Pour quels objectifs ?

L'objectif est d'anticiper la sécurisation de la ressource en eau et donc la sécurisation des territoires en apportant les meilleures solutions possibles. A cet égard, nous ne partons pas d'une feuille blanche. Beaucoup de choses ont déjà été faites, notamment à Cannes Lérins et Nice Côte d'Azur dans le domaine de la réutilisation des eaux usées par exemple. Sur le Pays de Grasse, un travail a été mené avec les parfumeurs sur leur besoin en eau. Par ailleurs, des universitaires locaux travaillent déjà avec certaines collectivités sur des sujets précis comme la salinisation du delta du Var ou celui de la reconstruction dans la Roya. Nous sommes dans un processus de co-construction avec les collectivités. Lesquelles ont chacune bien conscience de leur situation actuelle. Nous venons donc en soutien pour les aider à se projeter un peu plus dans le moyen et long terme car le changement climatique va vite. L'idée est de ne plus être dans la réaction mais dans l'anticipation.

Quid de la mer ? Entre-t-elle dans votre périmètre de recherche ?

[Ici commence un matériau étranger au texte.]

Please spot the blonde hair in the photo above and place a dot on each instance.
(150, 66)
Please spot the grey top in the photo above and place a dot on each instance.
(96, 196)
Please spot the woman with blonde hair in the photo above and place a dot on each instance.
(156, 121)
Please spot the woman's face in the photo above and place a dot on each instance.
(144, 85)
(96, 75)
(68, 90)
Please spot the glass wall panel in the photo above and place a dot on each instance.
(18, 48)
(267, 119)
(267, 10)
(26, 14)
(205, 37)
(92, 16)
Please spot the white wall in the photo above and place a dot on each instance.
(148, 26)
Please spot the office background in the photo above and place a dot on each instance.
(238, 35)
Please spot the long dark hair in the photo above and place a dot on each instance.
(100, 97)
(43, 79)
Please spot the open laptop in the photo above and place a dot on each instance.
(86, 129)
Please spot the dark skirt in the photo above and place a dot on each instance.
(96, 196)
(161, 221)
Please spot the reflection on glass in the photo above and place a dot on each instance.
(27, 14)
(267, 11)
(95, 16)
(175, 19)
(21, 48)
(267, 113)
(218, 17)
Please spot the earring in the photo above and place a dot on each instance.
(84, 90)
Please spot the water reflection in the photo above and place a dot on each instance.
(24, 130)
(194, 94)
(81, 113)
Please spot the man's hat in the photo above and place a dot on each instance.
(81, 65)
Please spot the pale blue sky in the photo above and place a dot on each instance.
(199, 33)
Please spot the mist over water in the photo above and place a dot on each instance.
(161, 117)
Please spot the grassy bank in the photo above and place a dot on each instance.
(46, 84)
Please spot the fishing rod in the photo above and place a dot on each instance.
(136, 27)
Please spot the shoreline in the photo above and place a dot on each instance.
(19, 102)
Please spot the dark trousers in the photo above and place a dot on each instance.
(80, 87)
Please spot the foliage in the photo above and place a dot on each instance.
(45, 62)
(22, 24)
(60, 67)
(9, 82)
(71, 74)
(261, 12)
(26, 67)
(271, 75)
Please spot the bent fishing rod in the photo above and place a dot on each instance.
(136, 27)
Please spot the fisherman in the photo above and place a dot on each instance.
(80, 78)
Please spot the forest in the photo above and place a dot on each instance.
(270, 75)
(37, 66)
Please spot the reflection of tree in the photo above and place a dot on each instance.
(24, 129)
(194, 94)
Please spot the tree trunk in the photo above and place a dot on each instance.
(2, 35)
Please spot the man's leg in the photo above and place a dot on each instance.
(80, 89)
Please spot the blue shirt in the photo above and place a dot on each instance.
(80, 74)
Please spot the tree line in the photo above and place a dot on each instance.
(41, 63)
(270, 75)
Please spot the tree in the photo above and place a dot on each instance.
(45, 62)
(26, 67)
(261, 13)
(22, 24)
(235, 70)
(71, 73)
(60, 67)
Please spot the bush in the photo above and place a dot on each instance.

C'est évidemment un enjeu pour nous puisque la qualité de l'eau marine dépend beaucoup de ce qui se passe sur le bassin versant. Et inversement, lorsque l'on prélève trop certaines ressources en eau, il peut y avoir ce qu'on appelle des intrusions marines. Or, pour rappel, au-delà d'1g de sel dans 1L d'eau, celle-ci n'est plus considérée comme potable. Les liens sont donc indéniables.

Quels sont les moyens à votre disposition ?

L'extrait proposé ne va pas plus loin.